Alta do dólar dificulta importação de cavalos e privilegia mercado interno

A alta do dólar está estimulando a desvalorização da moeda brasileira e freando as importações de cavalos quarto de milha, conhecidos por seu desempenho e agilidade em competições. Segundo Haroldo de Araujo Pessoa Sobrinho, especialista no mercado de equinos, para garantir um bom negócio, os apaixonados por genética importada deve optar pelos animais que foram trazidos para o Brasil em momento de estabilização da moeda americana.

A alta do dólar está estimulando a desvalorização da moeda brasileira e freando as importações de cavalos quarto de milha, conhecidos por seu desempenho e agilidade em competições. Segundo Haroldo de Araujo Pessoa Sobrinho, especialista no mercado de equinos, para garantir um bom negócio, os apaixonados por genética importada deve optar pelos animais que foram trazidos para o Brasil em momento de estabilização da moeda americana.

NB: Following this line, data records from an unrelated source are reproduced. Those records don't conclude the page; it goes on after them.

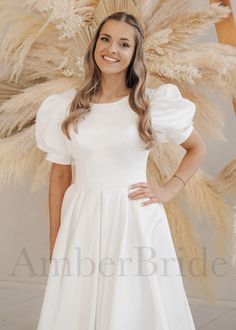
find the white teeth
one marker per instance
(110, 59)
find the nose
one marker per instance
(112, 48)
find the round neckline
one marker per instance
(108, 103)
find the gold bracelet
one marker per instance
(180, 179)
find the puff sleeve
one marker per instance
(48, 133)
(171, 114)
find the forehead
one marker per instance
(118, 30)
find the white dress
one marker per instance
(112, 269)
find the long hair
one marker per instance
(136, 75)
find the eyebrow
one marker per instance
(120, 38)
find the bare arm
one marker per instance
(60, 180)
(196, 151)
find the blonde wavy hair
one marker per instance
(136, 75)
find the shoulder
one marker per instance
(165, 90)
(171, 114)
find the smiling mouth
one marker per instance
(109, 60)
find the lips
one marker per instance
(109, 59)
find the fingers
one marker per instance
(144, 192)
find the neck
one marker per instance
(113, 85)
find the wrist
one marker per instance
(174, 185)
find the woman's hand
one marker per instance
(156, 194)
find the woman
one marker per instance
(115, 262)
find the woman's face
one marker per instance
(115, 47)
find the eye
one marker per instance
(103, 38)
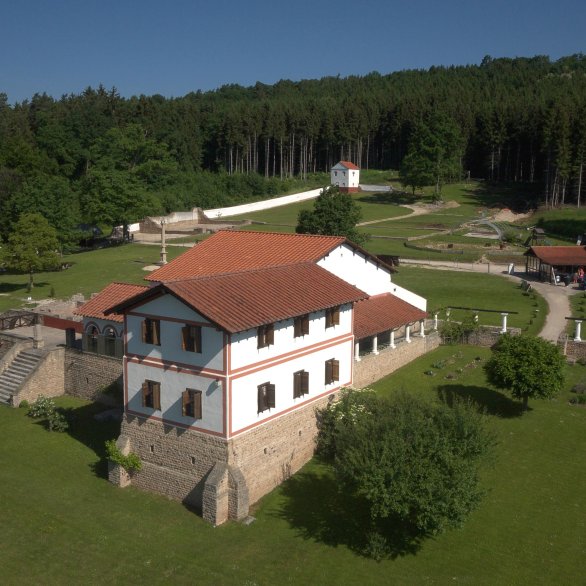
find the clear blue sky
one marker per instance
(172, 47)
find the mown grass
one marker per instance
(63, 523)
(444, 289)
(89, 272)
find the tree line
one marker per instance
(99, 157)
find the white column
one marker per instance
(504, 330)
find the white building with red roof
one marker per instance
(346, 176)
(232, 348)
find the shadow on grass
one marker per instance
(316, 508)
(488, 400)
(91, 433)
(390, 198)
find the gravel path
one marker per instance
(557, 297)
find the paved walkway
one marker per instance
(557, 297)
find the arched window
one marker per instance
(92, 333)
(110, 341)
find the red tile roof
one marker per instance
(243, 300)
(381, 313)
(559, 255)
(349, 165)
(230, 251)
(111, 295)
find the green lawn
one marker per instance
(63, 523)
(89, 273)
(477, 290)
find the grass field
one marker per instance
(63, 523)
(477, 290)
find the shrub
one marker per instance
(130, 463)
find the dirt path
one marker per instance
(557, 297)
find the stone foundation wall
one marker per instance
(373, 367)
(47, 379)
(86, 374)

Sobrinho explica que as despesas com a importação de um cavalo dos Estados Unidos, por exemplo, chega a US$ 20 mil, equivalente a R$ 64 mil, incluindo despesas com frete, documentação e outros. “O valor é expressivo e por isso criadores que se articulam neste mercado devem ter cautela e privilegiar os animais que já estão em terra brasileira. O empreendedor pode optar pela compra do cavalo ou pelo investimento menos expressivo, a cobertura”, destaca o especialista, referindo-se ao acasalamento do animal.

O investimento em animais importados que já estão no Brasil oferece ainda, segundo o especialista, maior segurança no caso da comercialização do sêmen. “Para importar o sêmen de um animal seria necessário o congelamento, o que diminui o índice de prenhez. Investindo em genética importada que já está no Brasil, em época de valorização do dólar, o comprador garante sêmen fresco e maior porcentagem de prenhez ou embriôes viáveis coletados”, destaca Sobrinho.

Em Mato Grosso do Sul o proprietário do Haras Motta, Antônio Motta, junto com três sócios importou o cavalo Thunder Cat, em meados do mês setembro de 2014, quando o dólar se aproximava dos R$ 2,35. Agora a intenção do produtor é comercializar a cobertura por preço justo a fim de democratizar a genética importada. “A venda da cobertura possibilita que outros criadores tenham animais com características e capacidade competitiva semelhantes e por um custo bem inferior ao do animal em destaque”, enfatiza Motta ao garantir que o investimento no cavalo Thunder Cat foi alto devido suas premiações que ultrapassam a casa dos US$ 300 mil.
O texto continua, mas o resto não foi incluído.